Implicit Monads

Implicit use of monads allows us to write equations in a manner similar to inference rules in their simplicity, only considering success cases, and ignoring the presence of the effect represented by the monad. Equations can be written which use monadic values as if they did not have monads in their types and which do not include results for failure cases. We then rewrite these equations using monadic operations to include failure cases.

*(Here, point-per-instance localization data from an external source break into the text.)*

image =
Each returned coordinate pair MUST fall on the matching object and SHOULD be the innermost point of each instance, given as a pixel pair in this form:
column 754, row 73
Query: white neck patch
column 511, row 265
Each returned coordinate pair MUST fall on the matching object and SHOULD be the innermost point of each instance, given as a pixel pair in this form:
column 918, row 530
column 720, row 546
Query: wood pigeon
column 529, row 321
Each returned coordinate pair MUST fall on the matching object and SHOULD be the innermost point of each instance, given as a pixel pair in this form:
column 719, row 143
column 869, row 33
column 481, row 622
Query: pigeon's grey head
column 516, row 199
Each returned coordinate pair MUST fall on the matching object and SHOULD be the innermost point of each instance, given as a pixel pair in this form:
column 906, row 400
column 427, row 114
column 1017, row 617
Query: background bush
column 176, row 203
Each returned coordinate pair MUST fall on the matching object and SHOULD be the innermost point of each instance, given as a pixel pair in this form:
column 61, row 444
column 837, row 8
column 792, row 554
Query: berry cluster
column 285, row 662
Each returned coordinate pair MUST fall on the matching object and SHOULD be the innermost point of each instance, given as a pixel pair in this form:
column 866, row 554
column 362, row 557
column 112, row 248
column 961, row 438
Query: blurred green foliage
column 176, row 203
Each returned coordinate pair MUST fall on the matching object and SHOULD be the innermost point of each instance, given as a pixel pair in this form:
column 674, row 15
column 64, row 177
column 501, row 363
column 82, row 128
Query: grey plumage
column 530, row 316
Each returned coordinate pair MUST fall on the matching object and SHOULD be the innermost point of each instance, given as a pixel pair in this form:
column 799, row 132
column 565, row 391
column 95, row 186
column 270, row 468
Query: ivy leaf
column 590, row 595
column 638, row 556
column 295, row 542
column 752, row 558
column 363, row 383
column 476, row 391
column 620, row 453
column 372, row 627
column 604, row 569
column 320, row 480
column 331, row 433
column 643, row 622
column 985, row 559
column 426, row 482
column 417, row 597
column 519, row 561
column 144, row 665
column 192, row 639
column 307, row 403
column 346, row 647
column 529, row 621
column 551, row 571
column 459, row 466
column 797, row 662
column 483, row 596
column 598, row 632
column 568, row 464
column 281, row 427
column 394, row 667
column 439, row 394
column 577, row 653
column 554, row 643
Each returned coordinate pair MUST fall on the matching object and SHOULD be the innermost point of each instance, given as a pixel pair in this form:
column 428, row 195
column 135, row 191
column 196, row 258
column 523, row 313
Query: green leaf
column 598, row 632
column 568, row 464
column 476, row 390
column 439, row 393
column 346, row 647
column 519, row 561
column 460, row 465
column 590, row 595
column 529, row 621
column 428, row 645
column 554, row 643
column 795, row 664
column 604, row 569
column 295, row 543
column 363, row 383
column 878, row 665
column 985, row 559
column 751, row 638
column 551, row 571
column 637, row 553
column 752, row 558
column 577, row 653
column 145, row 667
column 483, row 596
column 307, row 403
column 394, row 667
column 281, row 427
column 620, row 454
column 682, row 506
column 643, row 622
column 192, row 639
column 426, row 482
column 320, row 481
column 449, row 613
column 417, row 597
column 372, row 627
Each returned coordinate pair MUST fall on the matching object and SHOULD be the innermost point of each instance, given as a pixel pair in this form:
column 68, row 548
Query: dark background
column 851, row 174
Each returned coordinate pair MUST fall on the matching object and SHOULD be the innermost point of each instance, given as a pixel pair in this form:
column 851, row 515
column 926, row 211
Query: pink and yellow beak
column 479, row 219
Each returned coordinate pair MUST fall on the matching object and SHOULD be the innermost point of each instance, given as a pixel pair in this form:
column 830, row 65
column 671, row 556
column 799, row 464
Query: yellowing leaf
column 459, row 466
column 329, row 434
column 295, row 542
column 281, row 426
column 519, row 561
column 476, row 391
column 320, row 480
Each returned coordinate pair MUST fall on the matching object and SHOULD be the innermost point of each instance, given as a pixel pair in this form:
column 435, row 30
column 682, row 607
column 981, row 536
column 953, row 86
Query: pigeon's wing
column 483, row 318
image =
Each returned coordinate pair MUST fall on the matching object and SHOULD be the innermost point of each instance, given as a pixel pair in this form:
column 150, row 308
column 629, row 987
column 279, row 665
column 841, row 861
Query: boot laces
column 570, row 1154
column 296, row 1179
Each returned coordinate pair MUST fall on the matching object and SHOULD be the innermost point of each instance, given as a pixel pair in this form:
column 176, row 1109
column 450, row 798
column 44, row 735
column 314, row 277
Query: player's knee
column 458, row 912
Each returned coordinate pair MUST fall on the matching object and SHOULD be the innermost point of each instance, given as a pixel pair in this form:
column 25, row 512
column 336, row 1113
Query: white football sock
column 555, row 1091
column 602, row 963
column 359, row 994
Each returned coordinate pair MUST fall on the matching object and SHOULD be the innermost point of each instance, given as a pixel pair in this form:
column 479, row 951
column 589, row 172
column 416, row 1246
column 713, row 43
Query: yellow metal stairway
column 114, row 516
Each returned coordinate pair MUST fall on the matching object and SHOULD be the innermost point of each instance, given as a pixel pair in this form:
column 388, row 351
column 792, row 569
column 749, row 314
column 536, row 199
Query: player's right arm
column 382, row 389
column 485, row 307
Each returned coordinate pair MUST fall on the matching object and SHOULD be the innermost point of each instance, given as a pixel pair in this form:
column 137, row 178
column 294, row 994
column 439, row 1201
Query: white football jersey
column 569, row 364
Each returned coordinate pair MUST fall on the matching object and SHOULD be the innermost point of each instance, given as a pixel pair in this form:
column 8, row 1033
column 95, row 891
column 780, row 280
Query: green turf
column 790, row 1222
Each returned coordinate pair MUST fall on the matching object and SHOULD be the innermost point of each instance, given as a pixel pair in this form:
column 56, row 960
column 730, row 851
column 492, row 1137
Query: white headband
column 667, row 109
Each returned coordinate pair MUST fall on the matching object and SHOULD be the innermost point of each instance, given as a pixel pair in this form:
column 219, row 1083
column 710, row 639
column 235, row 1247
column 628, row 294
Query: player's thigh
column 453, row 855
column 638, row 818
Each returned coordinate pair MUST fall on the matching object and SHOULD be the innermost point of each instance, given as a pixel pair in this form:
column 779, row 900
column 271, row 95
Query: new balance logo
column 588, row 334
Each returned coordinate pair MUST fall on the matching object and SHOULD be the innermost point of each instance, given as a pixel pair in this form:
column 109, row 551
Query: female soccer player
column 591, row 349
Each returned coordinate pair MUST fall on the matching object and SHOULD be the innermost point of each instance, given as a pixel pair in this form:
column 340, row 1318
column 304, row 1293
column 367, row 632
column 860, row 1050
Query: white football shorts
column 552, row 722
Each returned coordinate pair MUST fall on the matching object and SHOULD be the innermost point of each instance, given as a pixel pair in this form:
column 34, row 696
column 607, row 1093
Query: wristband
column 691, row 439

Consider the following inference rule for typing an application in the simply-typed lambda calculus:

  Gamma |- t1 : T1 -> T2    Gamma |- t2 : T1
----------------------------------------------
             Gamma |- t1 t2 : T2

In this rule, we are able to assume that t1 and t2 will be typable, and that they will type to the appropriate types for the application itself to be typable. These assumptions make this rule easy to write and read, but inapplicable to error cases. In contrast, in attribute equations, we want our equations to always give a result, so we must consider the error cases where the subterms are untypable or they are typable but the application itself is not. The following fragment of a Silver grammar shows this, using a Maybe type for potential failure of typing:

inherited attribute Gamma::[Pair<String Type>];
synthesized attribute ty::Maybe<Type>;

abstract production app
top::Tm ::= t1::Tm t2::Tm
{
  t1.Gamma = top.Gamma;
  t2.Gamma = top.Gamma;
  top.ty = case t1.ty, t2.ty of
           | just(arrow(T11, T12)), just(T2) ->
             if typesEqual(T11, T2)
             then just(T12)
             else nothing()
           | _, _ -> nothing()
           end;
}

Here we need to match on whether t1 and t2 are typable, as well on whether t1 has a function type, then consider whether t2 has the correct argument type. If any of these checks fail, we must explicitly state that typing failed by outputting a nothing().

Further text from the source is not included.